A government official enters the Seoul High Prosecutors' Office on Saturday, where the special counsel investigating ex-President Yoon Suk Yeol's criminal charges is headquartered. (Yonhap)
Yoon denies charges

Representatives of Yoon have claimed that the problematic minutes was created by mistake "by a person with no authority," and that it is not a legal document.

He is maintaining that he did not give orders to the PSS to resist the arrest. According to Yoon, the arrest warrant itself was illegally issued by the court, and therefore and thwarting the arrest does not constitute the obstruction of public duty.

Yoon became the first president in Korean history to be arrested while in office on Jan. 15, but was released on March 8 when the court accepted Yoon's request to undergo the ongoing trial without physical detention.

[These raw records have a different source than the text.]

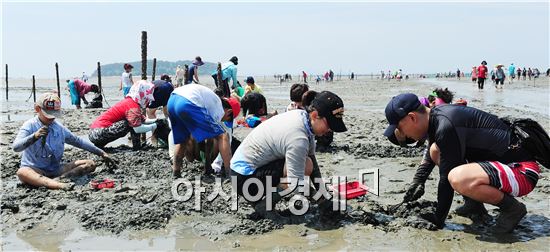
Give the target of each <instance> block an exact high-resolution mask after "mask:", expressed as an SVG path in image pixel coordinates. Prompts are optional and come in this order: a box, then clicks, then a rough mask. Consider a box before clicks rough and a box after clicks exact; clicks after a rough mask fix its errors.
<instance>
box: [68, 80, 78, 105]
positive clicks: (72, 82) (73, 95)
mask: <svg viewBox="0 0 550 252" xmlns="http://www.w3.org/2000/svg"><path fill="white" fill-rule="evenodd" d="M68 86H69V92H71V104H72V105H77V106H80V96H79V95H78V91H77V90H76V86H75V85H74V81H69V84H68Z"/></svg>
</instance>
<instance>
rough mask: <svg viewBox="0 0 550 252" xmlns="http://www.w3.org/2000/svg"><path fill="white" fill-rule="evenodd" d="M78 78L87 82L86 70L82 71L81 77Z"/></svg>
mask: <svg viewBox="0 0 550 252" xmlns="http://www.w3.org/2000/svg"><path fill="white" fill-rule="evenodd" d="M80 79H82V81H84V82H88V75H86V72H82V77H81V78H80Z"/></svg>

But the special counsel Sunday requested an arrest warrant on the basis of new evidence and charges.

Yoon's lawyers on Sunday immediately released a statement claiming that it would be illegal to place him under arrest, saying that no objective evidence had been presented and the testimonies of those related were insufficient to establish a case.

Concerning the interfering with the investigation on the secure phones given to military commanders, Yoon has claimed that he gave no orders to delete the call records, and the records themselves have not actually been erased.